3. D'une part, aux termes de l'article L. 521-1 du code de justice administrative : " Quand une décision administrative, même de rejet, fait l'objet d'une requête en annulation ou en réformation, le juge des référés, saisi d'une demande en ce sens, peut ordonner la suspension de l'exécution de cette décision, ou de certains de ses effets, lorsque l'urgence le justifie et qu'il est fait état d'un moyen propre à créer, en l'état de l'instruction, un doute sérieux quant à la légalité de la décision () ". Aux termes de l'article L. 522-1 du même code : " Le juge des référés statue au terme d'une procédure contradictoire écrite ou orale. / Lorsqu'il lui est demandé de prononcer les mesures visées aux articles L. 521-1 et L. 521-2, de les modifier ou d'y mettre fin, il informe sans délai les parties de la date et de l'heure de l'audience publique () ". Aux termes de l'article L. 522-3 dudit code : " Lorsque la demande ne présente pas un caractère d'urgence ou lorsqu'il apparaît manifeste, au vu de la demande, que celle-ci ne relève pas de la compétence de la juridiction administrative, qu'elle est irrecevable ou qu'elle est mal fondée, le juge des référés peut la rejeter par une ordonnance motivée sans qu'il y ait lieu d'appliquer les deux premiers alinéas de l'article L. 522-1 ".

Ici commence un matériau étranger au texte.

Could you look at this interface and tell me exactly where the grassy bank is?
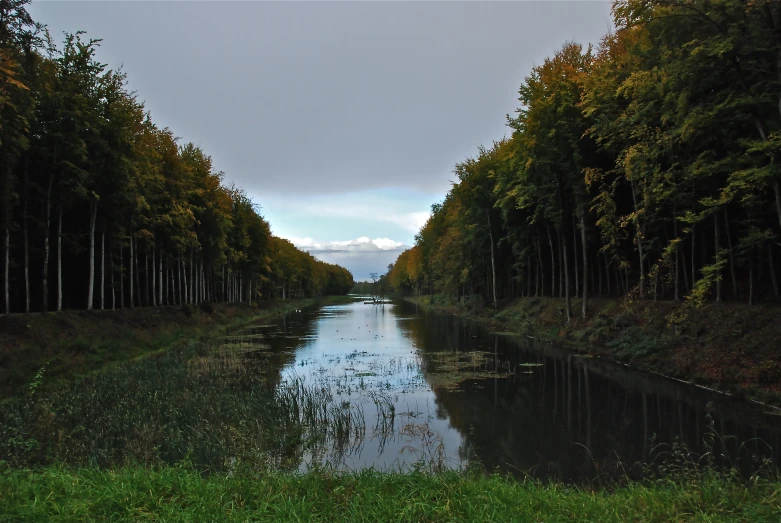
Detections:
[408,295,781,404]
[0,296,350,397]
[0,467,781,522]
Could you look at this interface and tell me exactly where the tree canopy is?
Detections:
[0,0,353,312]
[388,0,781,318]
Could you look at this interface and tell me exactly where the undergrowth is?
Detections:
[0,465,781,523]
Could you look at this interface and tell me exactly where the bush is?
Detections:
[198,301,214,314]
[607,325,670,360]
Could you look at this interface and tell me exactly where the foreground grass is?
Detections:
[0,466,781,522]
[0,296,352,397]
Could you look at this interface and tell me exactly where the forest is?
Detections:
[0,0,353,313]
[385,0,781,319]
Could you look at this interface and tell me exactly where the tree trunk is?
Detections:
[41,175,54,312]
[767,244,778,298]
[130,232,137,309]
[594,254,610,298]
[4,219,11,314]
[559,234,572,323]
[22,168,30,314]
[119,243,126,309]
[178,254,187,305]
[144,250,154,307]
[572,214,580,296]
[100,226,106,310]
[546,226,556,298]
[556,228,566,298]
[629,179,645,300]
[57,202,62,311]
[87,200,98,311]
[108,239,117,310]
[134,237,144,307]
[188,247,195,304]
[692,225,697,289]
[152,242,159,307]
[534,238,545,298]
[713,212,721,303]
[485,210,496,310]
[153,247,163,306]
[748,255,754,305]
[573,208,588,318]
[724,207,738,298]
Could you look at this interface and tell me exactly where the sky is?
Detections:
[30,0,612,280]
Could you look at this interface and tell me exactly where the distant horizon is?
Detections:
[30,1,612,280]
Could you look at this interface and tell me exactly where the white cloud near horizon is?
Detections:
[285,236,409,281]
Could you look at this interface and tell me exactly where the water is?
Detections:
[236,302,781,480]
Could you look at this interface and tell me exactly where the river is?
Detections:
[236,301,781,481]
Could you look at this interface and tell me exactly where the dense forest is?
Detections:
[385,0,781,318]
[0,0,353,312]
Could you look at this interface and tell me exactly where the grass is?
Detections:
[407,295,781,406]
[0,465,781,523]
[0,296,352,397]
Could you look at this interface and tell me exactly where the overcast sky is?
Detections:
[30,0,611,279]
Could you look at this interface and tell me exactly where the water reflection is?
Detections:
[241,296,781,480]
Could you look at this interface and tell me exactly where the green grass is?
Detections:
[0,296,353,397]
[0,466,781,522]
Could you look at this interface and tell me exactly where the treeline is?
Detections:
[388,0,781,318]
[0,0,353,312]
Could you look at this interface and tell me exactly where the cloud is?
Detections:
[287,236,409,281]
[287,236,407,255]
[292,202,431,234]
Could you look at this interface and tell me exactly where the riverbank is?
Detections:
[406,295,781,406]
[0,296,352,397]
[0,466,781,522]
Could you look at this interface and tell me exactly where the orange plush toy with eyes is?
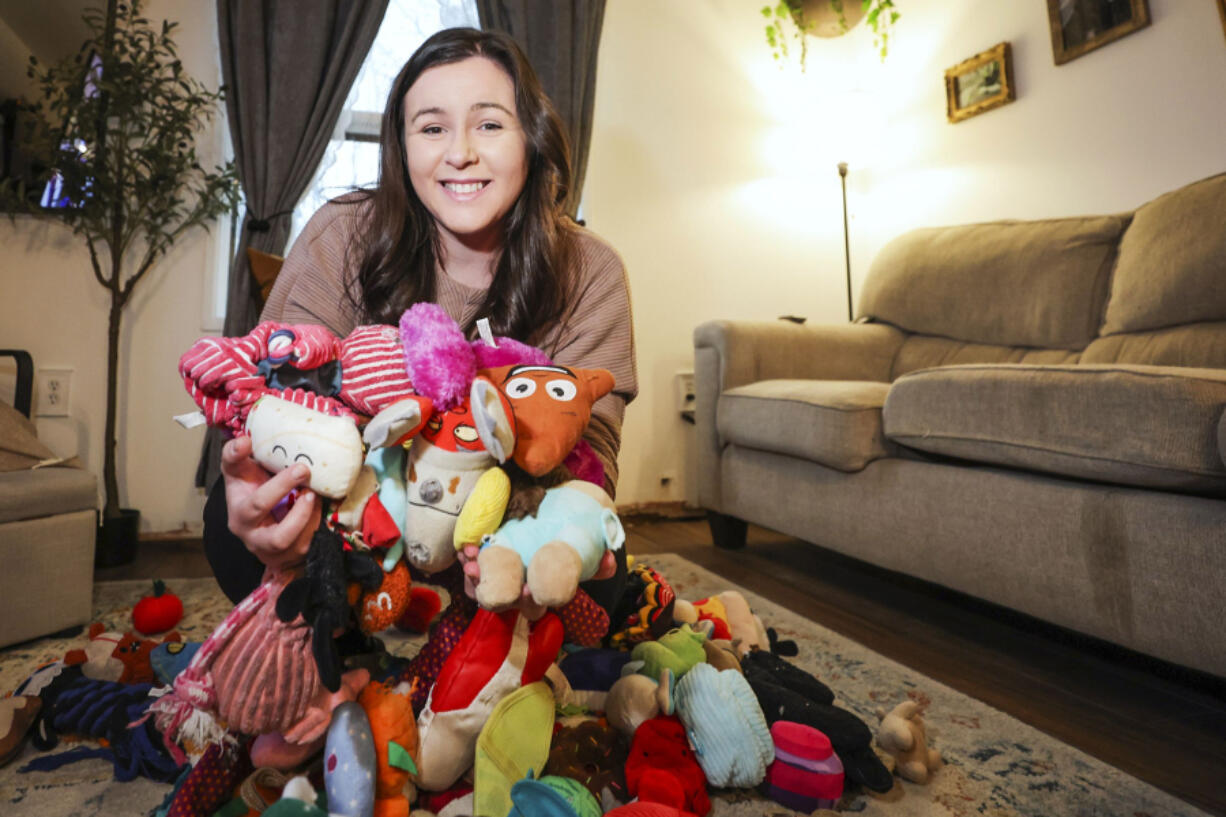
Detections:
[471,366,613,477]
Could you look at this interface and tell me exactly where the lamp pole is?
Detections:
[839,162,852,323]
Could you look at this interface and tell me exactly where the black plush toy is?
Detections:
[277,524,383,692]
[741,650,894,792]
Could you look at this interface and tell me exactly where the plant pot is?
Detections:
[93,508,141,567]
[793,0,864,37]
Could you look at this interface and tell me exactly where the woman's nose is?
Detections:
[447,129,477,167]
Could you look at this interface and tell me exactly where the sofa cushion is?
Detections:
[1079,320,1226,369]
[715,380,890,471]
[883,364,1226,496]
[0,467,98,523]
[891,335,1083,379]
[1102,173,1226,335]
[859,216,1128,350]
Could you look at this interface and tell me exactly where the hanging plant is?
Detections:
[761,0,899,71]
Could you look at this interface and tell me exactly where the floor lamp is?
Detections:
[839,162,852,323]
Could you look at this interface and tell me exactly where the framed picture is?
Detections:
[1047,0,1147,65]
[945,43,1015,121]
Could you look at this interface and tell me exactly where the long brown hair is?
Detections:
[345,28,574,342]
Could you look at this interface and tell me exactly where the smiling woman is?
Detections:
[205,28,638,620]
[405,56,527,288]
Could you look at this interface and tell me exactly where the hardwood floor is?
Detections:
[107,516,1226,817]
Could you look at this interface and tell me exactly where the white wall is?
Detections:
[0,0,224,531]
[584,0,1226,504]
[0,0,1226,531]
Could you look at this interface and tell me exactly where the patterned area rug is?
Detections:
[0,554,1204,817]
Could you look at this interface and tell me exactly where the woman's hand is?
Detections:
[456,545,617,621]
[222,437,320,568]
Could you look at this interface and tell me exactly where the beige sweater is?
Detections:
[261,201,639,493]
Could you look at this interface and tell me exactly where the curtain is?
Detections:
[477,0,604,216]
[196,0,389,487]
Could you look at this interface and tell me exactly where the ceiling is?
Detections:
[0,0,93,63]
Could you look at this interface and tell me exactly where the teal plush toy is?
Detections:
[477,480,625,610]
[630,624,706,681]
[676,664,775,789]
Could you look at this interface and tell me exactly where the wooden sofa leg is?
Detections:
[706,510,749,551]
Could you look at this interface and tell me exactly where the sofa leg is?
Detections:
[706,510,749,551]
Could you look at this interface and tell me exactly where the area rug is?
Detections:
[0,553,1204,817]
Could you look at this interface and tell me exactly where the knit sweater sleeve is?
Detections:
[543,229,639,493]
[260,196,364,337]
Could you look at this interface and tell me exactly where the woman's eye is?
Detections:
[506,378,536,400]
[544,380,579,402]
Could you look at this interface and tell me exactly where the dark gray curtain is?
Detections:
[477,0,604,216]
[196,0,387,487]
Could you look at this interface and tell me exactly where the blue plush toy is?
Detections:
[477,480,625,610]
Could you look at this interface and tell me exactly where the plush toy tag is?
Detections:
[477,318,498,348]
[387,741,417,774]
[174,411,205,428]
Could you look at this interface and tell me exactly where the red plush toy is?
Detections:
[625,715,711,817]
[132,579,183,635]
[64,621,183,683]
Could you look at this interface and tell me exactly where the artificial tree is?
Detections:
[4,0,238,561]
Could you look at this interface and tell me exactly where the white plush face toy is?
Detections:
[246,396,363,499]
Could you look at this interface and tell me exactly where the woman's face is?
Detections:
[405,56,528,248]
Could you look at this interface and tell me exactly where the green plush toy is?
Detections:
[630,624,706,681]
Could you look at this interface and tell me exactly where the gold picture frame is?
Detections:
[945,43,1016,121]
[1047,0,1147,65]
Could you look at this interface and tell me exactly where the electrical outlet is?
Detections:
[676,372,694,412]
[34,369,72,417]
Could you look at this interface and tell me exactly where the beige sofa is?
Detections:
[694,174,1226,676]
[0,350,98,646]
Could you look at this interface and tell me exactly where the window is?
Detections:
[286,0,478,249]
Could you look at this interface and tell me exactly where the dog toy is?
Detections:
[676,664,775,786]
[761,720,843,815]
[625,715,711,817]
[132,579,183,635]
[877,700,940,784]
[477,480,625,610]
[358,682,421,817]
[417,610,562,791]
[64,621,183,683]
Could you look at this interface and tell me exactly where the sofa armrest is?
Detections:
[694,320,905,510]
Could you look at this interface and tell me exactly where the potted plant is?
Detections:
[0,0,238,566]
[761,0,899,71]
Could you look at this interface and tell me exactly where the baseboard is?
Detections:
[617,502,706,519]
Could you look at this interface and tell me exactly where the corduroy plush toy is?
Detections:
[676,664,775,788]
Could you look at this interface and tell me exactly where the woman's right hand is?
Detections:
[222,437,320,568]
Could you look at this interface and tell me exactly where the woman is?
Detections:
[205,28,638,618]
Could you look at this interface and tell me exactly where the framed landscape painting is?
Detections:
[1047,0,1150,65]
[945,43,1015,121]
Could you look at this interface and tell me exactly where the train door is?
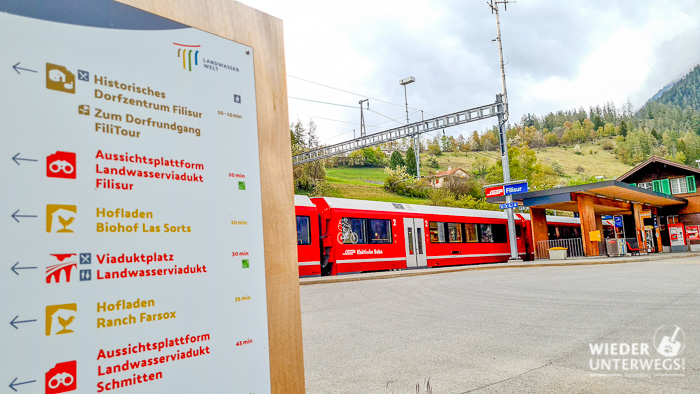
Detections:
[403,218,428,267]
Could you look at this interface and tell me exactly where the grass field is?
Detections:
[421,142,632,184]
[326,142,631,204]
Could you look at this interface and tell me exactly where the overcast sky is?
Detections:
[242,0,700,144]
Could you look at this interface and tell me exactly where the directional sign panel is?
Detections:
[0,0,271,394]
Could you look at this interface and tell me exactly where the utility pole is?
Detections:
[488,0,520,260]
[357,99,369,137]
[399,77,420,179]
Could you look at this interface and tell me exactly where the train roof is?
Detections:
[294,194,316,207]
[294,195,611,225]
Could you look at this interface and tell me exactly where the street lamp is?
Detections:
[399,77,420,178]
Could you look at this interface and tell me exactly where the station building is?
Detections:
[617,156,700,251]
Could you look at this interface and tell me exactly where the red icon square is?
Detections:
[45,361,78,394]
[46,151,76,179]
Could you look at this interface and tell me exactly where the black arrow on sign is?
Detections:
[12,209,37,223]
[12,153,37,165]
[10,316,36,330]
[12,62,36,74]
[10,378,36,391]
[11,261,36,275]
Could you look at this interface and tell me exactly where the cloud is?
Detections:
[244,0,700,143]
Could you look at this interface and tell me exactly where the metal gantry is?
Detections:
[292,99,504,165]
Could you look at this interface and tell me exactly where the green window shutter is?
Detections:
[661,179,671,194]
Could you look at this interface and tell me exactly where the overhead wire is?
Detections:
[287,74,420,111]
[287,74,498,145]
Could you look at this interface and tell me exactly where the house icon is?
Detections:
[46,63,75,94]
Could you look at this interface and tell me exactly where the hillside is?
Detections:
[324,142,630,204]
[647,65,700,110]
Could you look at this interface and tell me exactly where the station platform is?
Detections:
[299,252,700,285]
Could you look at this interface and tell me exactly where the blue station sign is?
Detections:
[498,201,518,209]
[503,182,527,196]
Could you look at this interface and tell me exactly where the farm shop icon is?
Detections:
[46,204,78,233]
[46,303,78,337]
[173,42,201,71]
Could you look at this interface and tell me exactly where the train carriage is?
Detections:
[312,197,531,274]
[295,196,611,276]
[294,195,321,276]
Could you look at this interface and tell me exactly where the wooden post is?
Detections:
[119,0,305,393]
[575,194,600,256]
[530,208,549,258]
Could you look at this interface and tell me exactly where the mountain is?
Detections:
[649,64,700,111]
[649,79,680,101]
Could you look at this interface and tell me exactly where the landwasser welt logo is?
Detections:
[173,42,241,72]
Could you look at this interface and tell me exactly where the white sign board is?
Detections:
[0,0,270,394]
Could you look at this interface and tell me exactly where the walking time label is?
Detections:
[0,0,270,394]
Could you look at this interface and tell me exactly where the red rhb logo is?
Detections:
[486,186,503,197]
[44,361,78,394]
[46,151,75,179]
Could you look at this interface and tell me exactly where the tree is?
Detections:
[469,130,482,151]
[617,120,627,137]
[289,119,326,194]
[389,150,406,170]
[472,156,491,178]
[406,146,416,176]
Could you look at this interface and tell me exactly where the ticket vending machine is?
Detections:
[644,226,656,253]
[668,223,688,252]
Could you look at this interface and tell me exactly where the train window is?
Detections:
[491,224,508,244]
[464,223,479,242]
[428,222,445,244]
[341,218,367,244]
[447,223,462,243]
[416,227,423,254]
[297,216,311,245]
[479,224,493,242]
[369,219,391,244]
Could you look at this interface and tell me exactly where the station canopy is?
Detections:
[486,181,688,215]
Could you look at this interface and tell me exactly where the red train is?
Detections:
[295,196,600,276]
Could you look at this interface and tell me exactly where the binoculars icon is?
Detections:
[49,160,75,175]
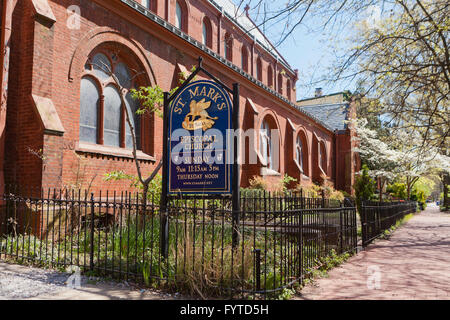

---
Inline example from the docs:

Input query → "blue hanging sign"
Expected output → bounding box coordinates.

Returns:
[168,80,233,195]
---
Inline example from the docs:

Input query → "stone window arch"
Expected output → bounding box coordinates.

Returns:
[175,0,188,33]
[259,114,281,174]
[241,45,248,73]
[286,79,292,101]
[318,141,328,174]
[79,46,142,149]
[294,130,309,176]
[142,0,158,13]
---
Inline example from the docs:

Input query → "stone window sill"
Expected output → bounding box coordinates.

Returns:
[75,142,156,162]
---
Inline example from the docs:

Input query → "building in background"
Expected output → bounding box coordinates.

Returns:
[0,0,357,192]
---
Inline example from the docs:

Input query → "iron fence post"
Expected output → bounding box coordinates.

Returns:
[255,249,261,291]
[89,193,95,271]
[232,83,241,249]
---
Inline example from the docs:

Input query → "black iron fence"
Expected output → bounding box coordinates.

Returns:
[361,201,417,247]
[0,185,357,295]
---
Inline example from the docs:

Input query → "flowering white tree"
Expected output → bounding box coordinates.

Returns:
[353,119,450,198]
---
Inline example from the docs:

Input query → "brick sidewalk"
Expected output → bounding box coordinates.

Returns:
[297,206,450,300]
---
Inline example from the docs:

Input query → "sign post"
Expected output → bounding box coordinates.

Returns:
[161,57,240,257]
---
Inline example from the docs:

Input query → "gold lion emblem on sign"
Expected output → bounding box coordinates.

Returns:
[182,99,219,131]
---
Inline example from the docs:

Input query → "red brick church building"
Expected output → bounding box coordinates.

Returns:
[0,0,358,192]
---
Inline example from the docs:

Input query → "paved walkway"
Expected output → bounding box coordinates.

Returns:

4. Si les ordonnances par lesquelles le juge des référés fait usage de ses pouvoirs de juge de l'urgence sont exécutoires et, en vertu de l'autorité qui s'attache aux décisions de justice, obligatoires, elles sont, compte tenu de leur caractère provisoire, dépourvues de l'autorité de chose jugée. Il en résulte que la circonstance que le juge des référés a rejeté une première demande de suspension présentée sur le fondement de l'article L. 521-1 du code de justice administrative ne fait pas obstacle à ce que la même partie saisisse ce juge d'une nouvelle demande ayant le même objet, notamment en soulevant des moyens ou en faisant valoir des éléments nouveaux, alors même qu'ils auraient pu lui être soumis dès sa première saisine.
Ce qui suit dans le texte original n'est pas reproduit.